Compare the obtained summary with an expected one which is located at ~/boki-benchmarks/tmp/expected_summary.txt. Also, compare the results with the major claims made in the paper for precise evaluation results.

How The Artifact Supports The Paper

Above all, the artifact well supports the major performance claims made in Sections 7.2-7.4.

In Section 7.2 BokiFlow, the authors made the following arguments:

In both workloads, BokiFlow achieves much lower latencies than Beldi for all throughput values.
In the movie workload, when running at 200 requests per second (RPS), BokiFlow’s median latency is 26ms, 4.7× lower than Beldi (121ms).
In the travel workload, BokiFlow’s median latency is 18ms at 500 RPS, 4.3× lower than Beldi (78ms).

In Section 7.3 BokiStore, the authors made the following arguments:

BokiStore achieves 1.18–1.25× higher throughput than MongoDB.
BokiStore has considerable advantages over MongoDB in transactions (up to 2.3× faster).
BokiStore is slower than MongoDB for non-transactional reads.

In Section 7.4 BokiQueue, the authors made the following arguments:

When the P:C ratio is 1:4, both BokiQueue and Pulsar achieve double the throughput of Amazon SQS. BokiQueue achieves up to 2.0× lower latencies than Pulsar.
When the P:C ratio is 4:1, Amazon SQS suffers significant queueing delays, limiting its throughput. BokiQueue and Pulsar have very similar throughput, while BokiQueue achieves 1.18× lower latency than Pulsar in the case of 256 producers.
When the P:C ratio is 1:1, BokiQueue consistently achieves higher throughput and lower latency than both Amazon SQS and Pulsar.

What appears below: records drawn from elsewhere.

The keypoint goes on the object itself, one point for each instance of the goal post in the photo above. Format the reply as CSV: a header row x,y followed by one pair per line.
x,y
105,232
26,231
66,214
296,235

All in all, there are nine major claims in this part of the paper. These claims proved to be affirmable and correct according to the evaluations by all reviewers. There are no significant conflicts between the authors’ arguments and the experimental outcomes.

In conclusion, the Artifact Available badge is approved because all reviewers have access to the source codes of the artifact. The Artifact Functional badge is approved because all reviewers can re-execute all the experiments the author mentioned in the paper. The Results Replicated badge is approved because all reviewers have obtained evaluation results that have met the expectations argued by the authors.